14

I'm storing a lot of complex data in tuples/lists, but would prefer to use small wrapper classes to make the data structures easier to understand, e.g.

class Person:
    def __init__(self, first, last):
        self.first = first
        self.last = last

p = Person('foo', 'bar')
print(p.last)
...

would be preferable over

p = ['foo', 'bar']
print(p[1])
...

however there seems to be a horrible memory overhead:

l = [Person('foo', 'bar') for i in range(10000000)]
# ipython now taks 1.7 GB RAM

and

del l
l = [('foo', 'bar') for i in range(10000000)]
# now just 118 MB RAM

Why? is there any obvious alternative solution that I didn't think of?

Thanks!

(I know, in this example the 'wrapper' class looks silly. But when the data becomes more complex and nested, it is more useful)

seb314
  • 151
  • 1
  • 5
  • 2
    `collections.namedtuple` seem like they are made for this purpose, but they take around `1.1GB` for your example. Not much better. – randomir Jul 15 '17 at 22:28
  • 2
    Looks into `__slots__` or move to Python 3 for [key-sharing dictionary](https://www.python.org/dev/peps/pep-0412/). – Ashwini Chaudhary Jul 15 '17 at 22:39
  • 1
    In the case of tuples, I believe it just references the same tuple 10 million times. When you create an object, either class or a new tuple, it uses a lot more memory – Garr Godfrey Jul 15 '17 at 22:42
  • 1
    As indicated in the answers, your tuple example only creates a single tuple object. You should create a test case where you create a lot of *different* tuples vs custom objects and see how the performance is. – BrenBarn Jul 15 '17 at 22:42
  • 1
    try randomizing the values, you should get a different result. – Garr Godfrey Jul 15 '17 at 22:42
  • Related: [Is `namedtuple` really as efficient in memory usage as tuples? My test says NO](https://stackoverflow.com/q/41003081/846892) – Ashwini Chaudhary Jul 15 '17 at 22:42

4 Answers4

24

As others have said in their answers, you'll have to generate different objects for the comparison to make sense.
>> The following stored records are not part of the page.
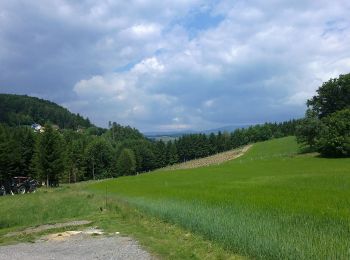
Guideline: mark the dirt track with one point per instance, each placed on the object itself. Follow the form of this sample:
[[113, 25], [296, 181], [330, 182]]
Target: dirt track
[[76, 245], [211, 160]]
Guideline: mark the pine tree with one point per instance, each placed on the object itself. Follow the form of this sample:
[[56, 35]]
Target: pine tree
[[126, 163], [172, 156]]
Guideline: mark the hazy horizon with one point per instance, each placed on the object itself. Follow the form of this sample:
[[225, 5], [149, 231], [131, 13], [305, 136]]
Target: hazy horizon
[[174, 65]]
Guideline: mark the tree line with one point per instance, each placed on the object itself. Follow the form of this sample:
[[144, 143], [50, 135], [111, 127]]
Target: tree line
[[326, 126], [18, 110], [67, 155]]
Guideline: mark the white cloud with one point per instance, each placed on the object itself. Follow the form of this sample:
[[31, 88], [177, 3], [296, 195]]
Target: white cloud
[[140, 63]]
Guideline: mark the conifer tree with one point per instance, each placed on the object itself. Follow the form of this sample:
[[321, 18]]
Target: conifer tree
[[48, 160], [126, 163]]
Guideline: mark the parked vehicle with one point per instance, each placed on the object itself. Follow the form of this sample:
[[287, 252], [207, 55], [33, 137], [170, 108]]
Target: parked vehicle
[[18, 185]]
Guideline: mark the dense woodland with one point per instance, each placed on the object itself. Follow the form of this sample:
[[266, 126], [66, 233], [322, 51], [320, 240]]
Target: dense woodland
[[79, 151], [76, 153], [17, 110]]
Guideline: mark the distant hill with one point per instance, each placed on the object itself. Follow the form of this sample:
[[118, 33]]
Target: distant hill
[[171, 135], [26, 110]]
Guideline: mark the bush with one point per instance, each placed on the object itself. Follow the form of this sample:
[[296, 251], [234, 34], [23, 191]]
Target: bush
[[334, 137]]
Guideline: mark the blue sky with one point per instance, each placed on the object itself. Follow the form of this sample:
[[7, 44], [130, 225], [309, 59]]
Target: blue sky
[[174, 65]]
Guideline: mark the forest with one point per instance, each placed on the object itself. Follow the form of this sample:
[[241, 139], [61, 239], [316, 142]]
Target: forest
[[78, 151], [73, 153]]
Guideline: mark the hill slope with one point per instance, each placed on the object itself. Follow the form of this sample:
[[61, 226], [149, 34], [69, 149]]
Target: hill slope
[[25, 110], [271, 203]]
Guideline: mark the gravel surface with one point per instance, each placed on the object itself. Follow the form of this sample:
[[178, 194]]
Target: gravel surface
[[80, 246], [49, 226]]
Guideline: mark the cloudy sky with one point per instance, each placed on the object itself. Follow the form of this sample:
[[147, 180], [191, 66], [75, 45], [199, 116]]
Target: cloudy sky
[[174, 65]]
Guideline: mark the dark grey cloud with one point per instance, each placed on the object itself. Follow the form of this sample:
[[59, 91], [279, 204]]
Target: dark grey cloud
[[174, 64]]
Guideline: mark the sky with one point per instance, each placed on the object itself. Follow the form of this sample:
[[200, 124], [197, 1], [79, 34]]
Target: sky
[[161, 65]]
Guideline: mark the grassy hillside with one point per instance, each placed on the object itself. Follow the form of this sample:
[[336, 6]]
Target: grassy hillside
[[270, 203], [24, 110]]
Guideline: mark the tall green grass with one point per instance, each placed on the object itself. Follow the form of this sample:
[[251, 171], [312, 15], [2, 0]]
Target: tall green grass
[[45, 206], [271, 203]]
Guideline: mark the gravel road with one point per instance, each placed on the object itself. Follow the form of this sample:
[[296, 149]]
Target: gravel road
[[80, 246]]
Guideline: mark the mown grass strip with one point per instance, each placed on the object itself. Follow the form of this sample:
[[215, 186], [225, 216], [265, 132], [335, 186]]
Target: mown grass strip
[[271, 203]]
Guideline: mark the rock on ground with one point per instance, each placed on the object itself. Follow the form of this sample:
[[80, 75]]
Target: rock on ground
[[79, 246]]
So, let's compare some approaches.

tuple

l = [(i, i) for i in range(10000000)]
# memory taken by Python3: 1.0 GB

class Person

class Person:
    def __init__(self, first, last):
        self.first = first
        self.last = last

l = [Person(i, i) for i in range(10000000)]
# memory: 2.0 GB

namedtuple (tuple + __slots__)

from collections import namedtuple
Person = namedtuple('Person', 'first last')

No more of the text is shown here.